Windbag Damage: Tea Party Republicans And The Hurricane

Whether natural or manmade, extreme events often tell us something important about human beings, revealing their priorities and reflecting their character. So it was with Hurricane Irene, which allowed certain prominent proponents of right-wing ideology to expose themselves in full.

Irene happily turned out to be an event far less extreme than expected, at least so far as most of the East Coast was concerned. But nobody could be sure of that until Monday afternoon. So while millions of people still had reason to fear much worse, two of the leading Republicans in Congress sought to use the approaching hurricane for their own partisan and ideological purposes — and exposed just how little they care about the suffering of Americans who might be unlucky enough to be struck by disaster.

It was an object lesson in what we can expect from the right in power — and an irritating reminder of how badly conservative government failed six years ago when Hurricane Katrina struck.

House Majority Leader Eric Cantor set the tone earlier in the week, when he issued a statement following the 5.8 magnitude earthquake that sent tremors northward hundreds of miles from Richmond, VA — the state’s capital and his hometown. Always more eager to display ideology than compassion, Cantor told reporters during a tour of the quake’s damage in his district “the problem is that people in Virginia don’t have earthquake insurance.” Of course, earthquake damage is exceedingly rare in the East, so most homeowner policies don’t include such coverage (as any insurance expert could have informed Cantor). To him “the problem” is not that his constituents suffered unforeseeable destruction and needed relief, but that they were not sufficiently clairvoyant to buy protection in the private sector.

Then Cantor insisted that before Congress approves any federal support for the earthquake’s victims — a category of aid usually approved quickly and without debate — there will have to be cuts elsewhere in the budget. Last spring he made the same egregious demand, after a series of record-breaking tornadoes ripped through the Midwest and South, killing hundreds of people and inflicting billions of dollars in damage. Holding disaster victims hostage to his agenda of cutting Medicare and Social Security is simply legislative strategy to Cantor, presumably because he feels that they merit no assistance if they didn’t insure themselves in advance.

Only days after the earthquake, however, Cantor signed a letter from the entire Virginia Congressional delegation to President Obama, asking him to issue a federal disaster declaration for their state in anticipation of the oncoming hurricane.

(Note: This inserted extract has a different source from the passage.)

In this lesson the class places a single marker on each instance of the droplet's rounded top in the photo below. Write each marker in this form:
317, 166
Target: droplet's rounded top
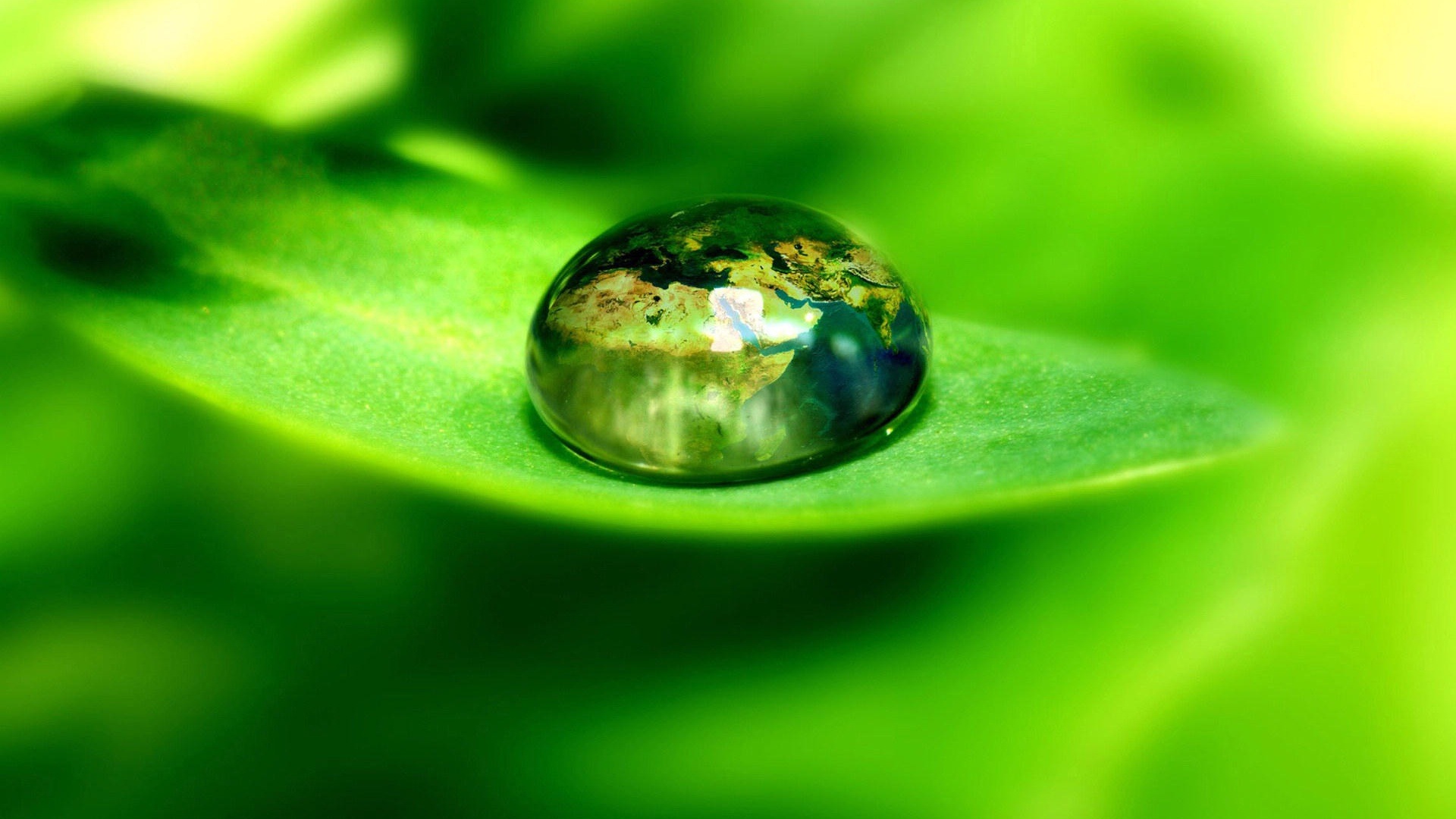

Such a presidential directive, said the letter, “would ensure the full partnership and resources of the federal government to support the commonwealth’s efforts to ensure the public’s safety and quick recovery from the direct and indirect effects of Hurricane Irene.” So in the final days before the hurricane struck, even callous Cantor got worried about its potential effects on his district — and wanted the federal government to commit resources in advance for its recovery. This time he forgot to demand any budget cuts to offset such spending, which suggests that he is hypocritical as well as mean.

Then came Ron Paul, the Texas Congressman and persistent presidential wannabe, who laughed when asked on Fox News whether the government ought to help hurricane victims. “Where would the money come from?” he chortled. “I have precise beliefs in [sic] what we should do and I want to transition out of dependency on the federal government.”

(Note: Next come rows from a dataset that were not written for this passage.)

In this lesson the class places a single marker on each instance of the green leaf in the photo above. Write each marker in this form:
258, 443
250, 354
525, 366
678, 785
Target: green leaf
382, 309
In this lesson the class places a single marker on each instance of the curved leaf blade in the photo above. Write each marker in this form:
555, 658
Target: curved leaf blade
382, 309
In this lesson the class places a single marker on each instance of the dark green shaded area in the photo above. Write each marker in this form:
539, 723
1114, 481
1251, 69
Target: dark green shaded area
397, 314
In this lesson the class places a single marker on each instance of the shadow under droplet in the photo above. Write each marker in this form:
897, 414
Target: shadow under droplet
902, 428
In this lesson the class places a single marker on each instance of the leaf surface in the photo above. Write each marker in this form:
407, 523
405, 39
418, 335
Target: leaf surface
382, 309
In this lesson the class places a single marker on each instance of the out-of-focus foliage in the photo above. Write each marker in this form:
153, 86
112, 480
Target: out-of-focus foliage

Even more extreme than Cantor, Paul said he believes that we cannot afford to assist anyone injured or ruined by natural disasters, and that the nation would be better off without any federal relief efforts (and without environmental protections of any kind, or any regulation of the safety of food, pharmaceuticals, consumer products or transportation).

“We should be like 1900,” Paul said, without mentioning how brutish, dangerous and short life tended to be for most Americans back then.

To insist that we must revert to a more primitive and predatory way of life may well be Republican dogma these days, but it isn’t the ideal of America that most citizens have cherished for the past century or so. The coming elections will test whether traditional standards of community and decency — in other words, our national character — can survive the advent of the Tea Party.